The problem as I see it is I asked the wrong question. I asked for advice on Novels, and I got novel-specific answers, when what I really meant,
what I should have asked, was advice on conceptualizing plots bigger than a short story can tell, because that's what I can't seem to do. My mistake not being clear enough on the onset.
To give you an example, here are the plots of some stories I've sold:
- Obsessed fan and celebrity stalker summons the ghost of the celebrity he is obsessed with, so he can be with her. It does not end well.
- A giant parasitic wasp lays eggs in a man's stomach; the pupi don't just eat his insides but take control of his body to protect the other pupi in their gestation period from predators. Here's the blow-by-blow of that from his PoV. (That wasp exists in nature btw; eek)
- A hitman is sent to kill someone, only to discover too late his target is really a vampire and he was sent as the vampire's surprise birthday present.
If I took every bit of advice from this thread and tried to make those ideas novel length, they'd fail miserably.
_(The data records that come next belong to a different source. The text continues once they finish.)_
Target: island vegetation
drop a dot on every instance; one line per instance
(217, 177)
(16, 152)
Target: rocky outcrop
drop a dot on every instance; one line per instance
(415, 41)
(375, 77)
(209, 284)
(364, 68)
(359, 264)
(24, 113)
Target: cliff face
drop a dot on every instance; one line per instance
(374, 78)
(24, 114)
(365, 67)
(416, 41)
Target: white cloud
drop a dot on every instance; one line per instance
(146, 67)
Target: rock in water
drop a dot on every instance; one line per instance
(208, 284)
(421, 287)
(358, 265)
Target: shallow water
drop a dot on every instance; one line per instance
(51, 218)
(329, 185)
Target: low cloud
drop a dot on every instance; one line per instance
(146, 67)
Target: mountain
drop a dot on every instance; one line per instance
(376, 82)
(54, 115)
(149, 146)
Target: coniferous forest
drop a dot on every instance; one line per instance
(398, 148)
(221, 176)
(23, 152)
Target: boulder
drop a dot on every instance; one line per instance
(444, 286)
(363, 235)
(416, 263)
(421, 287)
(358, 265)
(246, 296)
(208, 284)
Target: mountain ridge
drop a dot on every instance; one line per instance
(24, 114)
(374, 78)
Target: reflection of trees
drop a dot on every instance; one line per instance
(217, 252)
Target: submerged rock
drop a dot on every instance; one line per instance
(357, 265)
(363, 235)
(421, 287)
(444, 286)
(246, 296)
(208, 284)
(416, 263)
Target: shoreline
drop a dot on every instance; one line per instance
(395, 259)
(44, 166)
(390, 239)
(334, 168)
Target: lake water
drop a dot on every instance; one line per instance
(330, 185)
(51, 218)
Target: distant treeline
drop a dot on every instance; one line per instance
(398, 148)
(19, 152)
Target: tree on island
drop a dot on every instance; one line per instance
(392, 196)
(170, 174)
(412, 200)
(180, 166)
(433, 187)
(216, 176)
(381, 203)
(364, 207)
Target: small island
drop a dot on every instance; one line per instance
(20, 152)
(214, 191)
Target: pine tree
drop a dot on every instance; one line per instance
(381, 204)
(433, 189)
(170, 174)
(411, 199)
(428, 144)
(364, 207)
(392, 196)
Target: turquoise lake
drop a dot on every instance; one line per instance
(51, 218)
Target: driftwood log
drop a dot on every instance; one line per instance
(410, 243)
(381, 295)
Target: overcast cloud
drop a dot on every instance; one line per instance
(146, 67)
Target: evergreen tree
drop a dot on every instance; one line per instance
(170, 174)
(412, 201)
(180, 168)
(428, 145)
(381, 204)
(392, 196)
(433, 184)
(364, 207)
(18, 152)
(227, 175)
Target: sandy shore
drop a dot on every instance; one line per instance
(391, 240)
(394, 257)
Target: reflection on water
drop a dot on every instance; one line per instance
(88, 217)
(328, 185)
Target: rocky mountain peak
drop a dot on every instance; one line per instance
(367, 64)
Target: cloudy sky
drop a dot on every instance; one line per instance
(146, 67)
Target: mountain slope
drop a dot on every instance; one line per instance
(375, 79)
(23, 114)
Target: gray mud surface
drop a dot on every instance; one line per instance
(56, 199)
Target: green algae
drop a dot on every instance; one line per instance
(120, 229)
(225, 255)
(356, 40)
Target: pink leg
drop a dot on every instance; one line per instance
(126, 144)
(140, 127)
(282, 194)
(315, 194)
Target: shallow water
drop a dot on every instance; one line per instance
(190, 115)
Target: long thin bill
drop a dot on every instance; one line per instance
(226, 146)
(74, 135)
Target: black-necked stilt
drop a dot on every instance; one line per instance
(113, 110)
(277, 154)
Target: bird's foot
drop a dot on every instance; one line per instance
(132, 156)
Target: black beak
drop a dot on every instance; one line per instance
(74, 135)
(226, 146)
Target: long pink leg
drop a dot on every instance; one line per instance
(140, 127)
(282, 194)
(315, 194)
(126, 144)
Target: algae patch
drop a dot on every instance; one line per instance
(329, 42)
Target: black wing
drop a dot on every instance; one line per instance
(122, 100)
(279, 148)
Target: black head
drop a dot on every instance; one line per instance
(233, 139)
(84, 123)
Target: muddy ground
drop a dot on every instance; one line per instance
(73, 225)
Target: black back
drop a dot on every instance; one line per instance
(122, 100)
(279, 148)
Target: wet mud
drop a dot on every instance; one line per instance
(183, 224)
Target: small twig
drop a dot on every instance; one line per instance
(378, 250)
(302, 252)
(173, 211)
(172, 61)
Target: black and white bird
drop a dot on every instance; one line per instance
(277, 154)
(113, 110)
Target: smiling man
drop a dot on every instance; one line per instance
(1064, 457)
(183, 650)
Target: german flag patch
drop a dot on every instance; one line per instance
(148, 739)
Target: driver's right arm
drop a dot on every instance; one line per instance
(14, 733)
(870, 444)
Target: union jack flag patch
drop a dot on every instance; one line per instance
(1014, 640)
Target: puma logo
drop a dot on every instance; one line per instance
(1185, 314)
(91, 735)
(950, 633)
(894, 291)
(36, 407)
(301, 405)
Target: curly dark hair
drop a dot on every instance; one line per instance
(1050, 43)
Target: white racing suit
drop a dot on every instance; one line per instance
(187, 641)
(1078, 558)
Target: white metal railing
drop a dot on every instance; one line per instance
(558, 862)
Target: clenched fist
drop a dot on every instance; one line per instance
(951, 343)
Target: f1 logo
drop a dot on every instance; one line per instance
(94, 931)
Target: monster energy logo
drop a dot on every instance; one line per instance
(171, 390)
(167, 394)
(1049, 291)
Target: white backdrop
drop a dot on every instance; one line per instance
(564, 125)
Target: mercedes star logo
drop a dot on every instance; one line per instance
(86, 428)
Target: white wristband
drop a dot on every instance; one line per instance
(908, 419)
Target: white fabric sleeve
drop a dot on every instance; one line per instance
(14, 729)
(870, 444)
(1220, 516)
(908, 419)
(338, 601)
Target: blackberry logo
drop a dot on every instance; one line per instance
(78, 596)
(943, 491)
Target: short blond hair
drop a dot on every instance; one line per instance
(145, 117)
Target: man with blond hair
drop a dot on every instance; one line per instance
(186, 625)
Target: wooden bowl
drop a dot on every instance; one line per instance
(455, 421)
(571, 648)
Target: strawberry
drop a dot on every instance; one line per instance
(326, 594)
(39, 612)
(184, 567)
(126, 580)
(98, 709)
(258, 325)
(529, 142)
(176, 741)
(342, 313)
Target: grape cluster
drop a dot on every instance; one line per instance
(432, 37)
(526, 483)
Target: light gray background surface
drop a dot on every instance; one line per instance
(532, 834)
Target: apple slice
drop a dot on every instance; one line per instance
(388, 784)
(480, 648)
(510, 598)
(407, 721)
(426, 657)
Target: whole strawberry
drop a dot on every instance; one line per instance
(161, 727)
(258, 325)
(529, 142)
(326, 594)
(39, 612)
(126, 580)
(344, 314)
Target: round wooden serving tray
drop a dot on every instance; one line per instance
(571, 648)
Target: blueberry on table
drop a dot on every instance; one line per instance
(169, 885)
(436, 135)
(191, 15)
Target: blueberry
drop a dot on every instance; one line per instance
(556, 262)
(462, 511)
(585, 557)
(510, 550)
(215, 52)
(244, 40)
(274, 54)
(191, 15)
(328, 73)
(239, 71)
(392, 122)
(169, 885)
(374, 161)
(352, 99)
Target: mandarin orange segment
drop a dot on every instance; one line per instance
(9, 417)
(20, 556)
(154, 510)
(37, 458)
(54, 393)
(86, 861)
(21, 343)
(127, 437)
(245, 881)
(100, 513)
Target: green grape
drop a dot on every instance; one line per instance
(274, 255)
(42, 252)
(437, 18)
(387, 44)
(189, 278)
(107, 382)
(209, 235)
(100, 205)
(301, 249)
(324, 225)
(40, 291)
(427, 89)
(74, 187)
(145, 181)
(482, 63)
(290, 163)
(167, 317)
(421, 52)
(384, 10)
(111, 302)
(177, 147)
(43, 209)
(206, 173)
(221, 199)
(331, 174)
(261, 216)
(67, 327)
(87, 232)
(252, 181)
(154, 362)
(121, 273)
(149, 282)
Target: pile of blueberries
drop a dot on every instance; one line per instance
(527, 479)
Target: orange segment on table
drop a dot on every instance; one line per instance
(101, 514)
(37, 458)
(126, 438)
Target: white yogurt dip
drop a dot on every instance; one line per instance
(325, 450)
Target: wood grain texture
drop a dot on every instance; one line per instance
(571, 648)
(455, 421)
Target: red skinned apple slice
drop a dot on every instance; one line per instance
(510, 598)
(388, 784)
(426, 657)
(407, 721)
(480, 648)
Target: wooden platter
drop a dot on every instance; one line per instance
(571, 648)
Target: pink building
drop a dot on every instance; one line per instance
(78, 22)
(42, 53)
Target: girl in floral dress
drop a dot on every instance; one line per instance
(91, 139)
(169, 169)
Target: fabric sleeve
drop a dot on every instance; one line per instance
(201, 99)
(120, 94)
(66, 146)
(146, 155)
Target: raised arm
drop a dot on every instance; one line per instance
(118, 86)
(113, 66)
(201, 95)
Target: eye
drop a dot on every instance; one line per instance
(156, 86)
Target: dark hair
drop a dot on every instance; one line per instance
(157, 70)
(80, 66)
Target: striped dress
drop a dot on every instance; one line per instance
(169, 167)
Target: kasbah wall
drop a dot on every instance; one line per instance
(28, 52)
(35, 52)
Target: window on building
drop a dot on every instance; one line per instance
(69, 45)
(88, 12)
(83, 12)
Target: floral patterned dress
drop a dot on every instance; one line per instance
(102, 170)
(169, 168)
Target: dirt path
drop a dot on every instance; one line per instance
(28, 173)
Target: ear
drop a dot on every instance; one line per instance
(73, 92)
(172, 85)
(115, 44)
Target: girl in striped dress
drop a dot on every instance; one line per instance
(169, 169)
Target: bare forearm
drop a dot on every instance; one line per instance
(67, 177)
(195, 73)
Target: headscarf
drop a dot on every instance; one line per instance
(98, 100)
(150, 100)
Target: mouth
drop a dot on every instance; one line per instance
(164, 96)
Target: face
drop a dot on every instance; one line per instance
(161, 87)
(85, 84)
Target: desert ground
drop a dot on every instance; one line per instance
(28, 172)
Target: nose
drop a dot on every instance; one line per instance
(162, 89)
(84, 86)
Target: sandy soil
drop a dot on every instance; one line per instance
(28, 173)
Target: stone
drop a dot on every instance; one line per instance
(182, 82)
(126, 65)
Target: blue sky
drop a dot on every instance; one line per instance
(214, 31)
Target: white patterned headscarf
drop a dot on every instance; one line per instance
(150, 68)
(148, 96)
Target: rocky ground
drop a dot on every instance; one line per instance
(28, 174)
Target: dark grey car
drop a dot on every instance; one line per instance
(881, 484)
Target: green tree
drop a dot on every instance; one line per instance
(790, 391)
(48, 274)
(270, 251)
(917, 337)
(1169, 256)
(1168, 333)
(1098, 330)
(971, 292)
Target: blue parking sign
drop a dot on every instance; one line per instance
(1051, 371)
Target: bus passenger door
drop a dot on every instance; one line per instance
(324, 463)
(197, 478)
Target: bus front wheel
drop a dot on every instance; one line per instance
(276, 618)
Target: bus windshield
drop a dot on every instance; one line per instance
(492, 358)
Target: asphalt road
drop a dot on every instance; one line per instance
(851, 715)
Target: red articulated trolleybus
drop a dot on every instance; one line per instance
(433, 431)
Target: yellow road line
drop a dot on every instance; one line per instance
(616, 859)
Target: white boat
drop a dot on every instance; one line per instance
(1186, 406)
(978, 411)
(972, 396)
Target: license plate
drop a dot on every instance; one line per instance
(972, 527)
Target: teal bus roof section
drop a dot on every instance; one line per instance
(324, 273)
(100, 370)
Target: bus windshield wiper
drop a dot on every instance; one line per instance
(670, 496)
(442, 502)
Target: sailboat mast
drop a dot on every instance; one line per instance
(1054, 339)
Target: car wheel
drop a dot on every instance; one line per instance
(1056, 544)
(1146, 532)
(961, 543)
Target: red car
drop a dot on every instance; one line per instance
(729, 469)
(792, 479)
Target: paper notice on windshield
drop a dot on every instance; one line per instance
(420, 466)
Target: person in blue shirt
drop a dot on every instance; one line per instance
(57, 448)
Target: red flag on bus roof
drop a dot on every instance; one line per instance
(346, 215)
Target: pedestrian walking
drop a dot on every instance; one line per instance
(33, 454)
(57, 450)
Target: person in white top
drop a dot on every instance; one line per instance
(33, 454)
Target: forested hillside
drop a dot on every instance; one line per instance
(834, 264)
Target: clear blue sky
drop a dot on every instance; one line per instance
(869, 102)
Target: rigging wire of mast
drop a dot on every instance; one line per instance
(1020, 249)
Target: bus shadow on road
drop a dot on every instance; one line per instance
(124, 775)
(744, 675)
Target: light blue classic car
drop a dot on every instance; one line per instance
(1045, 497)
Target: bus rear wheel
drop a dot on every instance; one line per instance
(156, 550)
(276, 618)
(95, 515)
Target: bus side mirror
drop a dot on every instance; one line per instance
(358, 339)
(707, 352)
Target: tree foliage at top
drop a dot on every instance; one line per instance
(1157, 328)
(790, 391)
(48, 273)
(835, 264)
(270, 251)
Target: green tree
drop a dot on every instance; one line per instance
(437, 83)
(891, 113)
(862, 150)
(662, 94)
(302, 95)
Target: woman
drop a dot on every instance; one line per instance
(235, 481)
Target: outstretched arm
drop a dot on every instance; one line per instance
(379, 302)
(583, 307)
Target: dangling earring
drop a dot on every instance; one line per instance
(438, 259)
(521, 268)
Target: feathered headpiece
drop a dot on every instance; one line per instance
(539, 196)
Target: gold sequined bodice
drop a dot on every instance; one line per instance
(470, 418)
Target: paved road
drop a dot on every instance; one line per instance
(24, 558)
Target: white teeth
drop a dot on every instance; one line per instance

No matter how much character, depth, tension and layers I throw at it, that is just not a big enough to build a novel on. There's no room for extra obstacles and subplots. It's not interesting enough to be a novel, and quite frankly no one is going to be interested in reading 300 pages about a celebrity stalker. But most of all of that characterization and layers distract from it, because the point is the twist ending or the events of a single scene. The ideas I have generally can be resolved within four scenes because there's no room for expansion in them.
What I am looking for is direction on creating a
plot that requires a lot of steps, that cannot be tackled in a short space. Take for example, "One man takes down an empire." You cannot show that in a short story because it requires too much setup, too many events have to happen to reach that resolution. That is a Big idea, it has a large Scope. I want to think on that level, conceptualize ideas with enough room For a subplot or multiple steps or growth.